Dalam hal penemuan lebih lanjut, perpaduan pendekatan paling sesuai dengan medan yang rumit. “Kami sedang mempertimbangkan untuk menggunakan citra drone,” kata Backstrom. “Kami memiliki beberapa rekaman awal drone, yang memberi kami akses ke daerah-daerah ini saat air surut, daerah-daerah yang sangat sulit kami lalui, bahkan dengan kapal yang sangat kecil.” Daerahnya terpencil, penuh dengan sudut dan celah yang sempit. Ini “sangat menantang karena pasang surut dan waktunya”, katanya. Kombinasi yang berbeda antara citra drone dan sonar membuat para peneliti tidak dibatasi oleh kekeruhan air.
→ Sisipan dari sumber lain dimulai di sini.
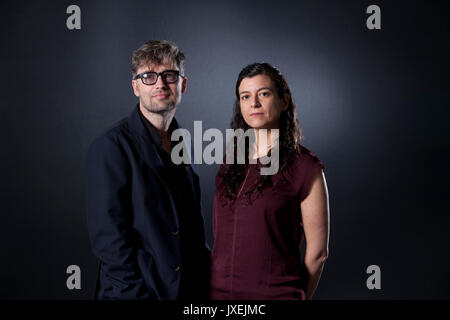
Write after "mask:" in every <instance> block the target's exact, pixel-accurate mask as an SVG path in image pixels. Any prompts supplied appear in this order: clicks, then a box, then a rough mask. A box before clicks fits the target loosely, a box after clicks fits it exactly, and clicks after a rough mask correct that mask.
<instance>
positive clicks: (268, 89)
mask: <svg viewBox="0 0 450 320" xmlns="http://www.w3.org/2000/svg"><path fill="white" fill-rule="evenodd" d="M261 90H270V88H268V87H262V88H259V89H258V90H256V92H258V91H261ZM249 92H250V91H241V92H239V95H241V94H243V93H249Z"/></svg>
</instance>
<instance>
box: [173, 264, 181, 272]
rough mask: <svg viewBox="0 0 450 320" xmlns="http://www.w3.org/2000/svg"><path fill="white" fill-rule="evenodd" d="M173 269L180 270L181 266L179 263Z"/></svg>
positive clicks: (178, 270)
mask: <svg viewBox="0 0 450 320" xmlns="http://www.w3.org/2000/svg"><path fill="white" fill-rule="evenodd" d="M172 269H173V271H180V269H181V266H180V265H179V264H177V265H174V266H172Z"/></svg>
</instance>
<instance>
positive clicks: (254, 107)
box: [252, 96, 261, 108]
mask: <svg viewBox="0 0 450 320" xmlns="http://www.w3.org/2000/svg"><path fill="white" fill-rule="evenodd" d="M252 107H253V108H259V107H261V104H260V103H259V99H258V96H255V97H254V98H253V101H252Z"/></svg>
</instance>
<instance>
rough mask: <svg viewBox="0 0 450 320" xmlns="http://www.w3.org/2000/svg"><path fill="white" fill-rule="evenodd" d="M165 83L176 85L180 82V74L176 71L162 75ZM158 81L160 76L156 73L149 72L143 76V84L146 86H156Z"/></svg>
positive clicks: (147, 72) (142, 80)
mask: <svg viewBox="0 0 450 320" xmlns="http://www.w3.org/2000/svg"><path fill="white" fill-rule="evenodd" d="M160 75H161V77H162V79H163V81H164V82H167V83H174V82H176V81H177V80H178V73H177V72H174V71H164V72H162V73H161V74H160ZM156 81H158V74H157V73H156V72H147V73H144V74H143V75H142V82H144V83H145V84H155V83H156Z"/></svg>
Backstrom berharap bisa pergi ke Afrika barat, khususnya Senegal atau wilayah Senegambia, tempat banyak orang Gullah Geechee berasal, untuk belajar tentang sejarah pertanian padi, termasuk peran perempuan dan anak-anak. Anak-anak, misalnya, mencicipi air untuk memastikan tidak ada terlalu banyak air asin yang masuk, dan para perempuan turut membantu dalam hal ini. budidaya padimenggunakan keterampilan dari negara asal mereka yang diwariskan dari generasi ke generasi.
Metode yang digunakan para peneliti untuk Pulau Eagles dapat ditransfer ke tempat lain, dan Wilde-Ramsing serta Backstrom akan menerapkan teknik penemuan mereka untuk menemukan situs serupa lainnya di wilayah tersebut. Mereka mengantisipasi menemukan orang lain di sekitar Cape Fear, di dekatnya bekas pusat budakdan di tempat-tempat lebih jauh ke selatan di koridor Gullah Geechee.
“Carolina Selatan merupakan pusat penanaman padi dibandingkan dengan di sini, jadi kami berharap dapat bekerja sama dengan para peneliti Gullah Geechee, (mungkin) di Carolina Selatan atau bahkan Georgia,” kata Backstrom. Pekerjaan mereka akan terus memperluas pengetahuan seputar praktik bersejarah Gullah Geechee untuk generasi mendatang.